En restant très schématique ici, le monde démocratique (on écarte donc tous les systèmes qui n’en
font pas partie) se répartit selon trois grands blocs aujourd’hui : les pays européens sont pour
l’essentiel des régimes parlementaires inspirés du modèle anglais (avec des aménagements de
rationalisation sur lesquels on reviendra). Ce système s’exporte également dans une partie de
l’ancien commonwealth (Canada, Australie, Nouvelle-Zélande).
Le régime présidentiel américain s’exporte davantage dans les pays latino américains et d’Asie
(zone d’influence américaine marquée) où la position du Chef de l’État est souvent renforcée, de
façon à éviter les risques de blocages que porte en elle la séparation stricte des pouvoirs (le
caractère démocratique du régime dépend alors de la crédibilité des élections et de l’indépendance
des juridictions).
Le « modèle » français s’exporte pour sa part surtout en Afrique (un peu en Amérique latine,
presque pas en Asie). Il mélange deux légitimités et demande donc une certaine maturité politique.
Bien souvent, il se déforme au bénéfice du Chef de l’État (son caractère démocratique tient alors,
aussi, à la transparence des élections et à la crédibilité des juridictions de contrôle).
CHAPITRE 2 :
LES ALTERNATIVES À LA DÉMOCRATIE CONSTITUTIONNELLE ET SA CRISE
CONTEMPORAINE
Ce sont des régimes politiques dont l’objectif est de maintenir un ordre établi.
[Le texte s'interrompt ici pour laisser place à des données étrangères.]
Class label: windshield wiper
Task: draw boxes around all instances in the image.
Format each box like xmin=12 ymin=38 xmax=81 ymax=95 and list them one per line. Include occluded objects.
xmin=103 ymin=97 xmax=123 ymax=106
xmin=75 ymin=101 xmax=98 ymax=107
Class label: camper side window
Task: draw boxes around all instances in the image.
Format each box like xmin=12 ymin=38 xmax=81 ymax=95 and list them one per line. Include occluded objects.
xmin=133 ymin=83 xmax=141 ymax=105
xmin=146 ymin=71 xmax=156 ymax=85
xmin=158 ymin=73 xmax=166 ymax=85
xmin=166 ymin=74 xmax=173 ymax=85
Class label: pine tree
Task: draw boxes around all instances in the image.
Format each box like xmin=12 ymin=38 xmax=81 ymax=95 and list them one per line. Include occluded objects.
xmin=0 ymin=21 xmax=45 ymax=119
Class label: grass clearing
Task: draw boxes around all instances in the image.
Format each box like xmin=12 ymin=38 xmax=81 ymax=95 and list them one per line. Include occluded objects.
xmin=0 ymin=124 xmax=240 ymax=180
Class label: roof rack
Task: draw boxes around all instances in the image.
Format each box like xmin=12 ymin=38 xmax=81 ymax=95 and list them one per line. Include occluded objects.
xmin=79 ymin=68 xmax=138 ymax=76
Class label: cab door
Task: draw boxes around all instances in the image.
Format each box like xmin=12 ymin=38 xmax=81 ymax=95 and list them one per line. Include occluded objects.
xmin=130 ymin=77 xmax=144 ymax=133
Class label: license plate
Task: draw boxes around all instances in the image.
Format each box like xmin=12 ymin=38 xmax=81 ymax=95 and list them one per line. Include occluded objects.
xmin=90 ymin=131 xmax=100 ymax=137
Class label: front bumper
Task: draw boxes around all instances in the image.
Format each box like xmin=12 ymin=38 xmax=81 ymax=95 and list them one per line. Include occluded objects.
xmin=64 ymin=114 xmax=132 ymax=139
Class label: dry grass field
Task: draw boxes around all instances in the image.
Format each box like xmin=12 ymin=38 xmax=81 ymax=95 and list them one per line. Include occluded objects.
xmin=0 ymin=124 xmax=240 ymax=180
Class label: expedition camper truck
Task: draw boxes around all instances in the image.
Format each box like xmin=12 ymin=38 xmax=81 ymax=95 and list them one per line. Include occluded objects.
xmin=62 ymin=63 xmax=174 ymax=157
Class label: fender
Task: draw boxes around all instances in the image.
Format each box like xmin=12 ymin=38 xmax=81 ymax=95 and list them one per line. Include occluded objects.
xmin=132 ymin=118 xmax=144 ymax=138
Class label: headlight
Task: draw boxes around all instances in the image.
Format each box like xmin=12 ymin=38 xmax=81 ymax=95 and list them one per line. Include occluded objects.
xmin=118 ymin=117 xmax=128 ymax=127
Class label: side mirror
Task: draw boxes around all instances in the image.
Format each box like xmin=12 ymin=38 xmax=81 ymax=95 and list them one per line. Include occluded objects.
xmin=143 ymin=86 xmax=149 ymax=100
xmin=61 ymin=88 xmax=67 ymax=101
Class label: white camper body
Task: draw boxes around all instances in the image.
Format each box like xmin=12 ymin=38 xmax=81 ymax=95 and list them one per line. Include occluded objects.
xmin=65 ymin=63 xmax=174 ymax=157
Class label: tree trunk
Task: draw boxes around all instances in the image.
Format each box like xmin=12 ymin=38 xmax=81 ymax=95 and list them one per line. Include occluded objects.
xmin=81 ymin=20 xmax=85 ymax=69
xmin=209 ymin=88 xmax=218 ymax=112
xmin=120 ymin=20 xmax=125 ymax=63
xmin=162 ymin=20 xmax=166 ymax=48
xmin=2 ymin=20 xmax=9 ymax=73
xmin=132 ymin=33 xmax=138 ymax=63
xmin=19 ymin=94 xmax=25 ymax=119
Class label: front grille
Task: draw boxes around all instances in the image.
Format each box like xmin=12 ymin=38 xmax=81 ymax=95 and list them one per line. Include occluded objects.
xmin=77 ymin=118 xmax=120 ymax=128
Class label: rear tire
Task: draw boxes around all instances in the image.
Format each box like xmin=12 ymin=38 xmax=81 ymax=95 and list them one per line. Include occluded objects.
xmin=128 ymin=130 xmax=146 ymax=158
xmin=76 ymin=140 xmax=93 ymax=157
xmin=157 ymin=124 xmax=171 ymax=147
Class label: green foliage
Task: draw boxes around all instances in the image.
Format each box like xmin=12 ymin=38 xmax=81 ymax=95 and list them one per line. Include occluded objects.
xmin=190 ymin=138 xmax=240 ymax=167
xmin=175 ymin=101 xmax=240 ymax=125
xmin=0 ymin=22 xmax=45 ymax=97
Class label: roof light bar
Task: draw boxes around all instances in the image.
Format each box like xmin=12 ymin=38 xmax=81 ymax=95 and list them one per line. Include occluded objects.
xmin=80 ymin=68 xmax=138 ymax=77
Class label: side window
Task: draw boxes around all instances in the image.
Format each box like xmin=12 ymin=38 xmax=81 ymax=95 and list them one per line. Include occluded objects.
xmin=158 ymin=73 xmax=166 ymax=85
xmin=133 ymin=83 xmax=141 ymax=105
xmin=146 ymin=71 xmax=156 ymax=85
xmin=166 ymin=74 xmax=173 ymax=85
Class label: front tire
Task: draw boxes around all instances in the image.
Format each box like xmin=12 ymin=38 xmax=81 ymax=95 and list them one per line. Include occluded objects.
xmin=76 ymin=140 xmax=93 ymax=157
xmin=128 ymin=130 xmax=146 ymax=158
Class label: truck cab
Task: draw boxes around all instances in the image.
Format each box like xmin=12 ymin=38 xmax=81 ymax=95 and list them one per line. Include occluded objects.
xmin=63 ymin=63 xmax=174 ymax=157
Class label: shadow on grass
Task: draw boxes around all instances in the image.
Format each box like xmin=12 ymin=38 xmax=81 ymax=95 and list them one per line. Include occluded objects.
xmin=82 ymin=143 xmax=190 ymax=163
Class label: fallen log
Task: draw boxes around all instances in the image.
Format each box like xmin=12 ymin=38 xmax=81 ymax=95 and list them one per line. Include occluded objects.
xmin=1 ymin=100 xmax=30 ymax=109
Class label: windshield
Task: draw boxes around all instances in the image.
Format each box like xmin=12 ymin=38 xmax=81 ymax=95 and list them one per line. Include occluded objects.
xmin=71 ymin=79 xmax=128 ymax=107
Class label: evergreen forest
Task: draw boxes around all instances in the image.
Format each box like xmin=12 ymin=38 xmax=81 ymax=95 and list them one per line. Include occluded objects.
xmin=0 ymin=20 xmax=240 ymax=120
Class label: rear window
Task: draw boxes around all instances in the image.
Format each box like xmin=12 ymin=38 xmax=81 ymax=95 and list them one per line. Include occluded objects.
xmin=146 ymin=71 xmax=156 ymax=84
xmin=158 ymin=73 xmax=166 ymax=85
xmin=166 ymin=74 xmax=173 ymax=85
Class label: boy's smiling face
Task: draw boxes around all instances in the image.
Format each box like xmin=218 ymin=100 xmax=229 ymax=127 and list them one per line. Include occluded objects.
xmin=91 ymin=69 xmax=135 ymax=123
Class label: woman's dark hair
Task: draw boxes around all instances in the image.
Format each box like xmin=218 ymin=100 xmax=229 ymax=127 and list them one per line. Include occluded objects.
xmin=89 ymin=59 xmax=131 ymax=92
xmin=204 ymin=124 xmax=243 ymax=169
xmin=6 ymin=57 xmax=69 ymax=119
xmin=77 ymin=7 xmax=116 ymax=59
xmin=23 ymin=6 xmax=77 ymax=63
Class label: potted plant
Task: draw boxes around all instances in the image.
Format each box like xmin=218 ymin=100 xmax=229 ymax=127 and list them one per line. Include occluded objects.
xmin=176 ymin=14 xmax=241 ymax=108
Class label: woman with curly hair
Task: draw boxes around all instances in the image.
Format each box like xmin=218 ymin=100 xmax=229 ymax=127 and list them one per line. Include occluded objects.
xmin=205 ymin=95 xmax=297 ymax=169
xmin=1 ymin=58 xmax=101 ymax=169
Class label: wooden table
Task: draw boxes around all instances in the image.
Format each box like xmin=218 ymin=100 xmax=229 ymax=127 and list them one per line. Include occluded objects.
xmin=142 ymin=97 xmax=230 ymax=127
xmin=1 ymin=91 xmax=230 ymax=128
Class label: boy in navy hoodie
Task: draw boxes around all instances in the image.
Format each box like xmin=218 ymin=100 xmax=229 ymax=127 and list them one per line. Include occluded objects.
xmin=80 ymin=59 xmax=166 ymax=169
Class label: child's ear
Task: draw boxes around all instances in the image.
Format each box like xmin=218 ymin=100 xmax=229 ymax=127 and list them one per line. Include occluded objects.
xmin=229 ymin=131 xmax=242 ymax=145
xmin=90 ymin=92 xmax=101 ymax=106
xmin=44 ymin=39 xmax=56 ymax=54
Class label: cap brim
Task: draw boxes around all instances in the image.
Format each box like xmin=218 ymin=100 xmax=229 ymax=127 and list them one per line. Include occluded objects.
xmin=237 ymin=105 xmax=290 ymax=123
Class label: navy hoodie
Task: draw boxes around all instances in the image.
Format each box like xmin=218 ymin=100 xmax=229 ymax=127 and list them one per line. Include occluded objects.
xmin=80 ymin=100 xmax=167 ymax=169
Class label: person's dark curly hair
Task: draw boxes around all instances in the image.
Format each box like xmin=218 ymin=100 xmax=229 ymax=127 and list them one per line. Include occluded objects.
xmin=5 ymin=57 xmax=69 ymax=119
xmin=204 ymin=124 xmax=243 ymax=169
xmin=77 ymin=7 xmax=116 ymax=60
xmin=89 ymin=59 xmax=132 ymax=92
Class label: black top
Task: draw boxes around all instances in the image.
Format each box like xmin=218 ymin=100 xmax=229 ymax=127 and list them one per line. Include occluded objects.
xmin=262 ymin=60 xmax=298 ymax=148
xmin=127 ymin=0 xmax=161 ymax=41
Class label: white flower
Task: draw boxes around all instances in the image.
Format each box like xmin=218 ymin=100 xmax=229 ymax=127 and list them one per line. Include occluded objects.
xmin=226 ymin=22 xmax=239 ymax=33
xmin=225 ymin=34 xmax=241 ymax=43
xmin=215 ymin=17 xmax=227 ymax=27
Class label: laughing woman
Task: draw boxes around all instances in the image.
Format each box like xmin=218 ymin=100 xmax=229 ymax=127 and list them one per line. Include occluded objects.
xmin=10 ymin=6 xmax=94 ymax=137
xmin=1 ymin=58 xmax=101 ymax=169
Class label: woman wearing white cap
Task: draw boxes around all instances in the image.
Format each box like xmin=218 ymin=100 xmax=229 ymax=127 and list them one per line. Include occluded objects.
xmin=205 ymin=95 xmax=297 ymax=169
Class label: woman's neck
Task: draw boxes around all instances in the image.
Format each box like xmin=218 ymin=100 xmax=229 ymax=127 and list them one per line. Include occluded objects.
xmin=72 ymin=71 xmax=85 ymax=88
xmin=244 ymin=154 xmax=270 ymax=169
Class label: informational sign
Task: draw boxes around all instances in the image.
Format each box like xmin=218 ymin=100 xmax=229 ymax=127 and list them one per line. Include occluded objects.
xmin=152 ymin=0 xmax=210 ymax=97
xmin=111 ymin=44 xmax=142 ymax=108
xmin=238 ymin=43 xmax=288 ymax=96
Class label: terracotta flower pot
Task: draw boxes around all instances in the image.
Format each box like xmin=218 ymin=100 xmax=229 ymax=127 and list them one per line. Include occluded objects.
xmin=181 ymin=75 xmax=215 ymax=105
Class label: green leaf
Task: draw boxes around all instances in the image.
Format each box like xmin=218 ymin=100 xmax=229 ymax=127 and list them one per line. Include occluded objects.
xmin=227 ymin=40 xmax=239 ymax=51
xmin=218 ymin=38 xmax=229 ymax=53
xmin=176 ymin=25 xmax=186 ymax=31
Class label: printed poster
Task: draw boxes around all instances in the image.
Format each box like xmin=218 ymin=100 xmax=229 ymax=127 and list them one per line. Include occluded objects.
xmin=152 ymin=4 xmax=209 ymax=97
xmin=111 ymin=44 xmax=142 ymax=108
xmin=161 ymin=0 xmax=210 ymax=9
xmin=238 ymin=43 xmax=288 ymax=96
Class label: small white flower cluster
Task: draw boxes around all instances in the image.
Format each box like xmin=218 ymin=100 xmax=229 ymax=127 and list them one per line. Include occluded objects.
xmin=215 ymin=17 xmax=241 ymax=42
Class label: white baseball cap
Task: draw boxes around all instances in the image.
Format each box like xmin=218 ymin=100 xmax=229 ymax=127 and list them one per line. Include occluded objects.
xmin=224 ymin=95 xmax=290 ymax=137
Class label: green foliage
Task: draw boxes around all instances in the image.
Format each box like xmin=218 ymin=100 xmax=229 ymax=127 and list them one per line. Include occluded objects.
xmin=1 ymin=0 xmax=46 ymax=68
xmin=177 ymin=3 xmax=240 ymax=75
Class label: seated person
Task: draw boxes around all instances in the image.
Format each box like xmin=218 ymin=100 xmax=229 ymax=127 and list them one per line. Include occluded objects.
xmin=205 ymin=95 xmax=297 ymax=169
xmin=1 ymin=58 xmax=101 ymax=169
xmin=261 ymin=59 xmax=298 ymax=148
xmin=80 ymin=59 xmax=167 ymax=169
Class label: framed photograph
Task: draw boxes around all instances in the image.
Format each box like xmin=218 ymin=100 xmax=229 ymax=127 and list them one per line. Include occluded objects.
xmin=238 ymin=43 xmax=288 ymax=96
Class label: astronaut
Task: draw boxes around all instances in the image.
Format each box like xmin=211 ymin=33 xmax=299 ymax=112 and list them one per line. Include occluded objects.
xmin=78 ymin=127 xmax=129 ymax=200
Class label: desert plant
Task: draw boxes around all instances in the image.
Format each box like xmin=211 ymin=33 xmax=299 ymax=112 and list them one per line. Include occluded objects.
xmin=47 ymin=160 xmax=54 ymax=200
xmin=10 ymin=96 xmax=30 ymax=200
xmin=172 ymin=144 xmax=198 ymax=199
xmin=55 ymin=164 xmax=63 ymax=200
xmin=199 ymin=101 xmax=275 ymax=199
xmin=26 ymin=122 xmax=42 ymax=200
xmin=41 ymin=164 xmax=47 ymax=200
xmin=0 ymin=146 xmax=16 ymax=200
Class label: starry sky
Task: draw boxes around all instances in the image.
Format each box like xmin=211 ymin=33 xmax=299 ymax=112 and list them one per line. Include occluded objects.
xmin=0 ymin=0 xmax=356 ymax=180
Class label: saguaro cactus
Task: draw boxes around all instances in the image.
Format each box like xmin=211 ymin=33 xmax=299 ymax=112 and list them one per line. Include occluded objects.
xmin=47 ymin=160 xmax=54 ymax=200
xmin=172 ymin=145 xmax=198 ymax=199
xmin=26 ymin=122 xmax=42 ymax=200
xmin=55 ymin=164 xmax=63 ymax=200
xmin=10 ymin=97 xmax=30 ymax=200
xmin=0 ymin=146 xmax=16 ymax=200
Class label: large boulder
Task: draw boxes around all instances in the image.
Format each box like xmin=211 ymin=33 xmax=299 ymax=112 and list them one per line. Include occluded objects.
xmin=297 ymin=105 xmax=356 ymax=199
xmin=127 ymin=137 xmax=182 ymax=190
Ils n’ont pas toujours
une ligne idéologique nette. Les élections y sont le plus souvent faussées par des procédés illégaux
et le pouvoir s’y concentre sur le seul exécutif, en principe incarné par une seule personne. En règle
générale, les régimes autoritaires se caractérisent par quatre signes distinctifs : ils n’ont pas de grand
projet idéologique ; ils obéissent à une logique d’exclusion (de ceux qui contestent l’ordre établi) ;
la discrimination et la répression frappent ceux qui veulent interférer dans la vie politique ;
l’autorité du chef, arbitraire, est supérieure au droit, qui peut changer en fonction des « caprices du
prince ».
Tout cela se fait avec des degrés divers, bien sûr. Il a existé, il existe parfois encore, des dictatures
plus ou moins progressistes en Afrique, en Amérique latine et en Asie qui, pour l’essentiel,
acceptent la société telle qu’elle est, à condition que les dirigeants ne soient pas contestés. Parfois,
les dictatures sont plus « dures » dans certains cas, l’exercice du pouvoir consiste à organiser le
racket en règle du pays, à détourner les aides internationales et à réprimer avec violence toute forme
de contestation. Les régimes autoritaires sont des régimes de corruption, dans lesquels le droit est
d’autant plus contournable que l’on s’approche du sommet de l’État.
La grande différence avec le régime autoritaire, c’est que le totalitarisme fasciste repose sur une
idéologie qui se construit autour de valeurs fortes, comme le nationalisme, l’ordre et la discipline (le
fascisme est apparu en Italie de façon empirique dès 1922 puis a été théorisé, systématisé et poussé
à son terme dans l’Allemagne nazie à partir de 1933.
L’idée directrice première, c’est le nationalisme. Il repose sur les cicatrices des anciennes guerres.
La Nation doit s’unir autour de l’État, afin de revenir à la grandeur passée (réelle ou supposée).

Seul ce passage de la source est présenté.